Genistein inhibits proliferation similarly in estrogen receptor-positive and negative human breast carcinoma cell lines characterized by P21WAF1/CIP1 induction, G2/M arrest, and apoptosis

Genistein has been proposed to be responsible for lowering the rate of breast cancer in Asian women but the mechanism for this chemopreventive effect in vivo is unknown. In this study, we present in vitro evidence that genistein inhibits cell proliferation similarly in ER-positive and ER-negative human breast carcinoma cell lines. This inhibition is associated with specific G(2)/M arrest and induction of p21(WAF1/CIP1) expression.
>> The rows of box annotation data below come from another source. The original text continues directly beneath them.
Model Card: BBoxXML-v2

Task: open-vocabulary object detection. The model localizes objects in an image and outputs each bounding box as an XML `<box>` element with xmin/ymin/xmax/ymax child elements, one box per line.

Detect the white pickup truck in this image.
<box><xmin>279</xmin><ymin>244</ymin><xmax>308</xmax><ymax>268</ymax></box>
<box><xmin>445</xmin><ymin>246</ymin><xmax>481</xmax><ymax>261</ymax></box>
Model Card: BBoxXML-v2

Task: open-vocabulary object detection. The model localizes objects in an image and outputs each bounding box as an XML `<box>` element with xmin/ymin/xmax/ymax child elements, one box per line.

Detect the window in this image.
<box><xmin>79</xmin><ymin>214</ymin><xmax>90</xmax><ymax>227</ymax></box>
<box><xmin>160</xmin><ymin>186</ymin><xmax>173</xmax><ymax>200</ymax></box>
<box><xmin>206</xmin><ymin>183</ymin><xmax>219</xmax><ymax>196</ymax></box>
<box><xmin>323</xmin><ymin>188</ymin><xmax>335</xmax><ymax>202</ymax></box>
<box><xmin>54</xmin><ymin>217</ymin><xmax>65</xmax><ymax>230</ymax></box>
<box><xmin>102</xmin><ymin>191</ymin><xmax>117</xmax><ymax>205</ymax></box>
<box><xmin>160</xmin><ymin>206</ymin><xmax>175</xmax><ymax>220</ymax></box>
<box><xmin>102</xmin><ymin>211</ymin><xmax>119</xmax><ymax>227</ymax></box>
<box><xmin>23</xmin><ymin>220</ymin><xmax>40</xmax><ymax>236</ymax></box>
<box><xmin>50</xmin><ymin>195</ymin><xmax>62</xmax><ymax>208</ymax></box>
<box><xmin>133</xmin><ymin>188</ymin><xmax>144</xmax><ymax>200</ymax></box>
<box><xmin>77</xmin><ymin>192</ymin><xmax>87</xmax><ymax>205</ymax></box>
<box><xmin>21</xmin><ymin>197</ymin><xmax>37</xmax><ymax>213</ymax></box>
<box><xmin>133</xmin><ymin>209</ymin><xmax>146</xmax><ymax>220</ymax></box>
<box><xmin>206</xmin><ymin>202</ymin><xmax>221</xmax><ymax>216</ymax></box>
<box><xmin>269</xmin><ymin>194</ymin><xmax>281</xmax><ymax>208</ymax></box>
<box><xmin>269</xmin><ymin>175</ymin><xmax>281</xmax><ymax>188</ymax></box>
Genistein results in a five- to six-fold increase in p21(WAF/CIP1) mRNA levels and a three- to four-fold increase in protein levels, only a 1.5-fold increase in p21(WAF1/CIP1) transcription but a three- to six-fold increase in p21(WAF1/CIP1) mRNA stability. The increase in p21(WAF1/CIP1) is followed by increased apoptosis. The similar effects of genistein on a number of breast carcinoma cell lines with different ER and p53 status suggest that the actions of genistein reported here are mediated through ER and p53 independent mechanisms. The chemopreventive effects of genistein in vivo could be mediated along an identical or similar anti-proliferative pathway. (C) 1998 Wiley-Liss, Inc.